The photographer that captured this moment was Thurston Hopkins and the event was a “coming out” ball for debutante Anna Massey in 1955. The mode of dress, the black and white film, the outdated occasion all hark back to a Britain that has slipped into the history books and the nostalgic hearts of those old enough to remember. It is a snapshot of another Britain – another country to the one we recognise today – or, perhaps, another moment in time with its perfect lighting and expressions savoured in film forever.
Another Country is therefore the very fitting title for the book Thurston Hopkins’ photograph appears in – along with over 250 others that span the last 70 years, documenting the Britain that was and is and the artists and documentarians who have responded to it. In the book, Haywood Magee’s sensitive shots of the Caribbean community arriving in the UK rub shoulders with Joseph McKeown’s street scenes in Edinburgh, while Siân Davey’s jumble of teenagers lounging under a tree contrasts with more formal portraits by Neeta Madahar, Jason Wilde and Alice Mann.
Curated by photographer, writer and critic Gerry Badger, the book seeks to find Britain through photography, rather than attaching images to a previously established narrative. This approach makes space for voices from every corner of society and Badger invites James Barnor to detail the African diaspora’s experiences in London in the 1960s, Sunil Gupta to reveal the realities of the gay community in the 1970s, 80s and 90s and Sarah Davidmann to narrate the lives of queer, transgender and non-binary individuals in the early 00s.

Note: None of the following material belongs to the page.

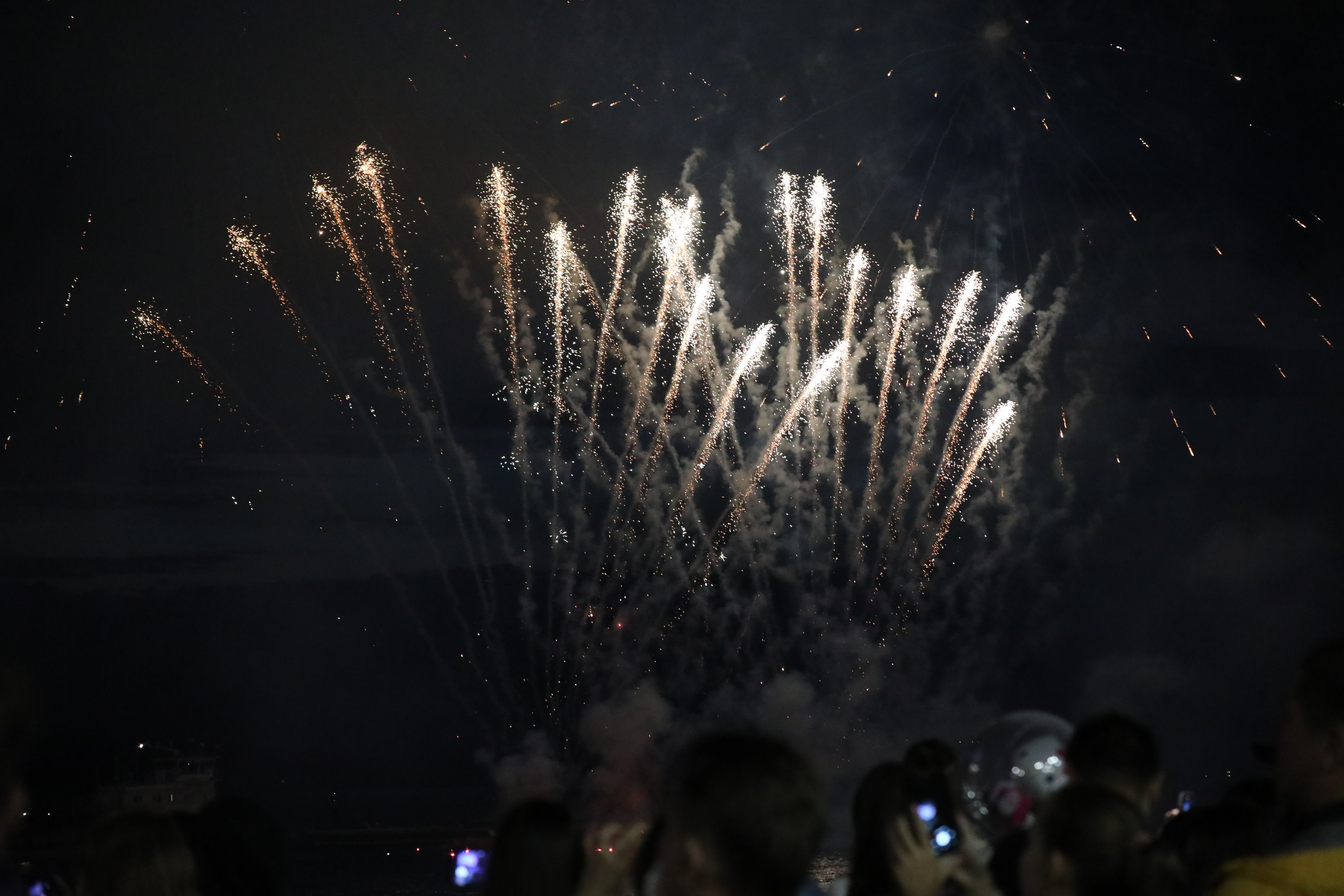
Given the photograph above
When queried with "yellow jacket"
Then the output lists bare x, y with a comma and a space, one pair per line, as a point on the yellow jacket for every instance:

Photographers both inside and outside communities have important insights to make. “There is this big argument in photography that you can only make authentic photographs if you are part of a community” says Badger. “I know why people say that – and by and large it is true – but there is also a matter of talent and insight. Anyone with talent and insight can make authentic photographs and bring something to the table. It’s about intelligence and complexity and being open and all kinds of things.”
Having worked within the photography industry for around 50 years, Badger has a strong affection for the work of Tony Ray-Jones, Martin Parr, Chris Killip and Grace Robertson, but his favourite image in the book is immensely personal. “At the beginning of the 1970s, the first wave of feminists staged a series of demonstrations against the Miss World competition at the Albert Hall and there’s a wonderful photograph – it was just taken by an agency photographer – of women protesting. There is someone in that picture who is holding up a sign saying ‘women are people too’ and that is my late partner.”
On paper, that photograph is of “another” time, but it is its personal relevance that imbues it with additional power. “Photography is very specific,” explains Badger. “I think its specificity is one of its greatest strengths. Specificity and time are what photography does best – and what photography does best unlike any other medium.”
Another Country: British Documentary Photography Since 1945 by Gerry Badger is published by Thames & Hudson in collaboration with the Martin Parr Foundation, and is available from 19 May 2022.